How Do You Increase Pain Tolerance?

Enhancing pain tolerance is a multifaceted process that involves both physical and mental aspects. Pain tolerance, crucial in various contexts, including sports, rehabilitation, and everyday life, can be cultivated through several strategies and practices. 

While the perception of pain varies from person to person, there are methods to bolster one’s ability to endure discomfort and manage sensations more effectively.

Pain tolerance allows you to push harder during training and races. This differs from pain threshold, the minimal intensity at which pain begins to occur.

Stress, difficulty sleeping, and mental health conditions all impact pain tolerance differently. 

This blog will discuss the ways by which you can increase your pain tolerance.


Pain tolerance varies significantly among individuals and depends on complex interactions between your nerves and brain. Squeezing someone’s hand might cause 3/10 pain for one individual and 6/10 for another, depending on your sensitivity to pressure.

Pain threshold and tolerance are distinct concepts, though those living with chronic pain disorders like fibromyalgia or migraines may experience lower pain tolerance than others. 

A new study indicates you can increase your pain tolerance through regular physical exercise: researchers conducted a survey in Norway among 10,000 adults to find those who exercised regularly had better tolerance than sedentary adults.

Your body may be capable of handling more intense workouts, but it can increase pain tolerance more slowly through endurance and speed-building workouts that build gradually over time. Such exercises won’t disrupt your training plan while still pushing yourself hard!


Studies have shown that individuals can train themselves to become more resilient to pain by relaxing their nervous systems through meditation. Mindfulness meditation allows one to focus on being present without judgment, which helps lessen sensitivity to pain.

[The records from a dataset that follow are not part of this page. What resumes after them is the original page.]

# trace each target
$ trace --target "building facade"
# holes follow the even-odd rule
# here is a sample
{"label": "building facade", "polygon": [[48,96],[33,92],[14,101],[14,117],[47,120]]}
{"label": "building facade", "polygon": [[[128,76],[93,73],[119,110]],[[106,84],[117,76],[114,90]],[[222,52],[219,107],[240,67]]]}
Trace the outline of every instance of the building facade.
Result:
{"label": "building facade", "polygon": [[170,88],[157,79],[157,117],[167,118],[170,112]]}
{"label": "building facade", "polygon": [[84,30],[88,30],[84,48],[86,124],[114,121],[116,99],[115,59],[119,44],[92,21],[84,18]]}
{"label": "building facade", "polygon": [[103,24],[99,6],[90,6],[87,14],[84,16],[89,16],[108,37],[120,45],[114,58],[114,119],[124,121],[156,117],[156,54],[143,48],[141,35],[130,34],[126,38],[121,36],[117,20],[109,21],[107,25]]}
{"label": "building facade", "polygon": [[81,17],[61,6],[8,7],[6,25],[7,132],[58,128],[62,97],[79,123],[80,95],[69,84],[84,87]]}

Studies are uncovering the brain mechanisms underlying mindfulness-induced pain reduction. Researchers are finding two potential pathways through which mindfulness may alleviate discomfort: default mode network activation and ventromedial prefrontal cortex processing of experiences (subregions that process how you relate and appraise affairs).

Other strategies to help increase pain tolerance include mental imagery and relaxation techniques. When experiencing discomfort, imagine yourself in a soothing setting such as a tropical beach or warm bubble bath – or visualize it physically like a red ball that you can then throw away or step on. 

Another form of biofeedback provides instruction on controlling how your body responds to stressors such as pain.

Say “Ow”

Understanding pain tolerance and threshold are distinct concepts. While tolerance refers to what a person can endure without experiencing pain, the threshold is the minimum amount of pressure necessary for someone to experience any unpleasant sensations.

Imagine someone starting by lightly squeezing your hand – which may feel like 3/10 pain to you – then gradually increasing to reach your personal threshold of pain, getting it, and beginning to hurt you.

Research has demonstrated that vocalizing pain can significantly decrease how intensely you experience it. A study that asked volunteers to swear when taking the cold compressor test discovered those who did so had higher tolerance levels than those who didn’t curse during it.

Other factors that impact pain tolerance include stress, social isolation, and past trauma or injury. High pain tolerance may be beneficial in certain instances; however, it may lead people to ignore warning signals in their bodies that indicate something may be wrong.


People with higher pain tolerances can withstand more physical discomfort than those with a lower tolerance. Still, it’s important to distinguish pain tolerance from pain threshold – which refers to the minimum pressure required to cause pain. 

When someone squeezes your hand, initially, you might feel tightness but no pain until they reach your threshold, at which point your perception will shift, and you’ll start experiencing symptoms.

Other factors, including chronic illnesses like fibromyalgia, can also play a part in how sensitive we are to pain. Such diseases can lead to hypersensitivity that causes more discomfort from everyday activities or minor injuries than before – impacting the quality of life and making daily tasks harder than they need to be. 

Luckily, there are ways you can increase your tolerance; most strategies can easily be done at home.


In conclusion, elevating pain tolerance involves a combination of physical conditioning, mental fortitude, and strategic techniques. Engaging in gradual exposure to discomfort, employing mindfulness and relaxation techniques, and utilizing distraction methods are key components in increasing pain tolerance. 

Moreover, a holistic approach that integrates physical fitness, mental resilience, and strategic coping mechanisms can significantly enhance one’s capacity to manage and endure pain, facilitating improved performance and a better quality of life.